Good you pointed out the other interpretation Seymore as that never occurred to me someone might think that. Just for the record AFB can hit any hive equally, not just an untidy one.


----------



## Seymore (May 1, 2009)

*Re: Take the pole, queenless or not*

Thanks for clarification. Have read the thread over several sittings. Makes it hard for me to keep up sometimes.


----------



## Daniel Y (Sep 12, 2011)

*Re: Take the pole, queenless or not*



sqkcrk said:


> You assume too much. Being a beehaver is neither good or bad. But, it isn't what being a beekeeper could be and is. After a while, just like feral colonies, your bees will die too. To a beekeeper being a beehaver make little sense. Why do you have bees? What is the attraction? You seem by your Posts to be resistant to learning the art and science of beekeeping. Why?

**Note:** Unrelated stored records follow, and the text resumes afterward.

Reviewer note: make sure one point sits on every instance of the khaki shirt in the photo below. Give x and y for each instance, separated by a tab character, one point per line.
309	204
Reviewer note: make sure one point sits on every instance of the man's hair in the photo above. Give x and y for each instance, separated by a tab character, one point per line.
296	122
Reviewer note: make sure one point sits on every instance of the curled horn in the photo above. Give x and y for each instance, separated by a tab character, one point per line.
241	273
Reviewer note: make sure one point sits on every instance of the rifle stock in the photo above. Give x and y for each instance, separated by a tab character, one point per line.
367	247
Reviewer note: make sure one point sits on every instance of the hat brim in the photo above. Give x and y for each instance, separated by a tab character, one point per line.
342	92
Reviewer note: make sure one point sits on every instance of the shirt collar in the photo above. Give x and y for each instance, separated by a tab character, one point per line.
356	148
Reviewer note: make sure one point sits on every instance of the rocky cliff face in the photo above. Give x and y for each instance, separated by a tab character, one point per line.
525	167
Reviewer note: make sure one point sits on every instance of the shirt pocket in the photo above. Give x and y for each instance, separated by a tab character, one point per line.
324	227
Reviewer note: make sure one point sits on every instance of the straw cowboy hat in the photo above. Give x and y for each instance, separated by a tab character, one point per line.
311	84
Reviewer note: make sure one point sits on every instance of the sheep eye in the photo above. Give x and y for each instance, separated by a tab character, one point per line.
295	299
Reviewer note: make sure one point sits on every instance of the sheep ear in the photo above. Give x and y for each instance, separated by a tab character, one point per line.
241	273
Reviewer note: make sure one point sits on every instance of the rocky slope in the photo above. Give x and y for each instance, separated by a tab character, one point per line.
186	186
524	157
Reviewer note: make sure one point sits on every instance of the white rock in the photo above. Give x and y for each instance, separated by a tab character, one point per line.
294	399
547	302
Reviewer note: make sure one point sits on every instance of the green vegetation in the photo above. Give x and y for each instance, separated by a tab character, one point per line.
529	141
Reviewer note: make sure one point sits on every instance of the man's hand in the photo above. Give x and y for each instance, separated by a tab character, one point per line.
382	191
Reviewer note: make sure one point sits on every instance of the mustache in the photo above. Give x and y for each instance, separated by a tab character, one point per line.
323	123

I am wondering just what about the art is so impressive? Are you saying everyone should jump in the sinking boat of traditional beekeeping?


----------



## Oldtimer (Jul 4, 2010)

*Re: Take the pole, queenless or not*

No I thought he said "Being a beehaver is neither good or bad. But, it isn't what being a beekeeper could be and is".


----------



## sqkcrk (Dec 10, 2005)

*Re: Take the pole, queenless or not*



Oldtimer said:


> Just for the record AFB can hit any hive equally, not just an untidy one.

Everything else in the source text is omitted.